Re: UTF-8 stress test file?

From: Philipp Reichmuth (reichmuth@web.de)
Date: Tue Oct 12 2004 - 16:59:30 CST

Next message: Richard Cook: "outside decomposed, inside precomposed"

Previous message: Mike Ayers: "RE: bit notation in ISO-8859-x is wrong"
In reply to: Philippe Verdy: "Re: UTF-8 stress test file?"
Next in thread: Philippe Verdy: "Re: UTF-8 stress test file?"
Reply: Philippe Verdy: "Re: UTF-8 stress test file?"
Messages sorted by: [ date ] [ thread ] [ subject ] [ author ] [ attachment ]
Mail actions: [ respond to this message ] [ mail a new topic ]

Philippe Verdy schrieb:
> Examples of bad assumptions that a reader could make:
>
> - [quote](...) Experience so far suggests
> that most first-time authors of UTF-8 decoders find at least one
> serious problem in their decoder by using this file.[/quote]
>
> This suggests to the reader that if its browser or editor does not
> display the contained test text as indicated, there's a problem in that
> application.

Well, to me it didn't. After all, the purpose of this file is to be a
stress test for UTF-8 decoders, as indicated in line 1. By testing
their decoders on this file, UTF-8 decoder authors tend to find problems
of some kind in their programs. So where is the problem again?

> But given that the file is not conforming to UTF-8 because
> of the "errors" it contains *on purpose*, No assumption should be made
> about how the browser or text editor will behave with the content of
> that file.

Where is any such assumption being made? Actually, most of your
statements on what is "wrong" with this file are based on the idea that
it makes some expectations on parser behaviour. However, in paragraph
1, this is explicitly excluded. So what is the point?

> A conforming browser or editor should load that document without
> encoding violation problems, assuming it is encoded instead with
> ISO-8859-1 [...]

While possibly being technically correct behaviour, that would sort of
defeat the purpose of testing an UTF-8 decoder, wouldn't it?

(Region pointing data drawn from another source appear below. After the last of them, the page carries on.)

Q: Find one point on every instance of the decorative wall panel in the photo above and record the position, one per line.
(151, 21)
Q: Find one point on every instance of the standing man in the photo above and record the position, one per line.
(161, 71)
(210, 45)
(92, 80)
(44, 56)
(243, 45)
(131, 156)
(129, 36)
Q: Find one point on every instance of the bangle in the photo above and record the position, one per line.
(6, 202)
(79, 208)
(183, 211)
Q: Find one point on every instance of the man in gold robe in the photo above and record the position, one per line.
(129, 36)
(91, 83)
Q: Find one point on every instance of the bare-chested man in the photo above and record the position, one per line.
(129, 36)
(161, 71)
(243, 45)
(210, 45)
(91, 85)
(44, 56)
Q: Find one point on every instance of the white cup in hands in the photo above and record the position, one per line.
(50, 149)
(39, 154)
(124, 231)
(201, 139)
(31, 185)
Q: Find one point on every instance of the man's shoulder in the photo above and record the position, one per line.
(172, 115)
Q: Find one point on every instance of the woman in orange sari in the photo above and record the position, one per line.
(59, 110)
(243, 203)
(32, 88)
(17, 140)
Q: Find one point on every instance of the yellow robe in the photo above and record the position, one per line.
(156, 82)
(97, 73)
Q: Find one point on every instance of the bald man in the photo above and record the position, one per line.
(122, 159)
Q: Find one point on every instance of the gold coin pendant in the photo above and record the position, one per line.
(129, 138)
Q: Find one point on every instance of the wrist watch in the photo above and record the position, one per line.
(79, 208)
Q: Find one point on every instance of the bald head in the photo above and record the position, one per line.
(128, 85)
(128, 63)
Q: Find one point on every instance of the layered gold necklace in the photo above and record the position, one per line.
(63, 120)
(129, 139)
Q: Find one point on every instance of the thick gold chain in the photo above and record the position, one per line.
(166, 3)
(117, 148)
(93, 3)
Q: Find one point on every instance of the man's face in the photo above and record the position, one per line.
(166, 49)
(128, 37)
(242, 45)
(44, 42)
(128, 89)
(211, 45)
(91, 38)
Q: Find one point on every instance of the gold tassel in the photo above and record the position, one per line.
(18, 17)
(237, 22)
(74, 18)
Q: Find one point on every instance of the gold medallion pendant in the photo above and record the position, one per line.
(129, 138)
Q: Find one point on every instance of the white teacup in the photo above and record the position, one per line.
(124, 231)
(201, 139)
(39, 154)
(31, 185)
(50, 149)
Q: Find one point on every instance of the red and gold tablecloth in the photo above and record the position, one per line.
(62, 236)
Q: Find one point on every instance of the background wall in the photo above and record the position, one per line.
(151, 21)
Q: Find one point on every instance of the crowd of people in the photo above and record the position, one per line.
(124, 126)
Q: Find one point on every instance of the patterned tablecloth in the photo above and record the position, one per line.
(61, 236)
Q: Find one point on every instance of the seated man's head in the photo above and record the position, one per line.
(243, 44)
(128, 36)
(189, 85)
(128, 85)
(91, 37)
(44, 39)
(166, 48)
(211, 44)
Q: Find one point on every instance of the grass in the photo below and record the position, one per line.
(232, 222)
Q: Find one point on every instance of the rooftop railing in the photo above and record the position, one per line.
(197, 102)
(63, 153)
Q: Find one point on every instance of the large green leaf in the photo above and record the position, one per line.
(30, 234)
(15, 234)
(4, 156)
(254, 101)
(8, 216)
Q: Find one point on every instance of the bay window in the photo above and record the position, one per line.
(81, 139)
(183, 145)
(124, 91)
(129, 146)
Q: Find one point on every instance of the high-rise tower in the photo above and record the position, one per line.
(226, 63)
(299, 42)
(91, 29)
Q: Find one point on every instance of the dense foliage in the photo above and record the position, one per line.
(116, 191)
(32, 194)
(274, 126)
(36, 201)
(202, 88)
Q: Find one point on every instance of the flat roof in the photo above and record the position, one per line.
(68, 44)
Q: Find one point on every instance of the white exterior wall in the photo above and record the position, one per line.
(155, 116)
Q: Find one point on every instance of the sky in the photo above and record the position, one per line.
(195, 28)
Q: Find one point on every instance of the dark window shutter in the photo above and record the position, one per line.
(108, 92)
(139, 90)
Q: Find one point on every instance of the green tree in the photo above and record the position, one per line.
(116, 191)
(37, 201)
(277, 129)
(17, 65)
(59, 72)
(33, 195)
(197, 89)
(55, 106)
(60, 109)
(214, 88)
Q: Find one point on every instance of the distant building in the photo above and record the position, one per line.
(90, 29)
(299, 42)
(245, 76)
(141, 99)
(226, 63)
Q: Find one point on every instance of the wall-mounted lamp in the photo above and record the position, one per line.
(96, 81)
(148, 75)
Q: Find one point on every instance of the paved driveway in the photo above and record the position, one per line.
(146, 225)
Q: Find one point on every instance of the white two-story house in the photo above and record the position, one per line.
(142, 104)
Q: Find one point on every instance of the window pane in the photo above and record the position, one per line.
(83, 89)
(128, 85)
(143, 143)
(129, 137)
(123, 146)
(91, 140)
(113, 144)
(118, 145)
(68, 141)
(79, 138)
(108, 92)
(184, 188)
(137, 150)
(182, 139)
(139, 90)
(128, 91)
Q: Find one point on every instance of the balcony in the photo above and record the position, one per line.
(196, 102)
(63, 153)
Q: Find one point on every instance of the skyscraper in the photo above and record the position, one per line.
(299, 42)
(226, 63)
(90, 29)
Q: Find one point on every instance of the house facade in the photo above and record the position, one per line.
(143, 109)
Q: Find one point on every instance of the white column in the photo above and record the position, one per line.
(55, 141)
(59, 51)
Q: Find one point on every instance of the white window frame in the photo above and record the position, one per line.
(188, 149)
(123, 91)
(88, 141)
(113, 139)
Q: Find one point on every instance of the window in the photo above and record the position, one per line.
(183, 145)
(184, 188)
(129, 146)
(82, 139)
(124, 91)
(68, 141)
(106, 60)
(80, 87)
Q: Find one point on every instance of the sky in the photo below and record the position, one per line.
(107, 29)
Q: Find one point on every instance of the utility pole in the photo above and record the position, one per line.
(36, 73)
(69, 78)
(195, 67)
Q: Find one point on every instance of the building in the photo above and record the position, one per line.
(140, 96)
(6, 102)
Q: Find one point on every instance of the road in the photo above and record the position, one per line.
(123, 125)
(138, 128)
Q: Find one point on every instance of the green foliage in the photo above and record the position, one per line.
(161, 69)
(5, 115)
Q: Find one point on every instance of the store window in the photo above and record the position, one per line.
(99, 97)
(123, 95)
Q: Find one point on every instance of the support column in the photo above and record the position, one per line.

> Nothing is wrong if lines are displayed with more or less characters, or
> if "|" characters are not vertically aligned when using fixed fonts.

Assuming, however, that the file is used for its purpose of testing an
UTF-8 decoder, all lines should indeed align.

>> You should see the Greek word 'kosme': "κόσμε"
>> (...) [/quote]
>
> You can see the Greek word here in this message (because this message is
> properly UTF-8 encoded), but nothing is wrong in your editor or browser
> if the word is not readable as indicated, and you see for example the
> string "Îºá½¹ÏƒÎ¼Îµ" when your editor or browser loads the file as an
> ISO-8859-1 text.

Don't you think you are stretching things a bit? This is an UTF-8
parser stress test file. If an application opens it in a different
encoding, well, of course the results will be different, and things will
not look UTF-8-ish. Again, this is a non-issue. It's like distributing
a Linux binary for testing something and then getting complaints that it
doesn't work under DOS and that it shouldn't make assumptions on
operating systems.

And so on.

Philipp

Next message: Richard Cook: "outside decomposed, inside precomposed"
Previous message: Mike Ayers: "RE: bit notation in ISO-8859-x is wrong"
In reply to: Philippe Verdy: "Re: UTF-8 stress test file?"
Next in thread: Philippe Verdy: "Re: UTF-8 stress test file?"
Reply: Philippe Verdy: "Re: UTF-8 stress test file?"
Messages sorted by: [ date ] [ thread ] [ subject ] [ author ] [ attachment ]
Mail actions: [ respond to this message ] [ mail a new topic ]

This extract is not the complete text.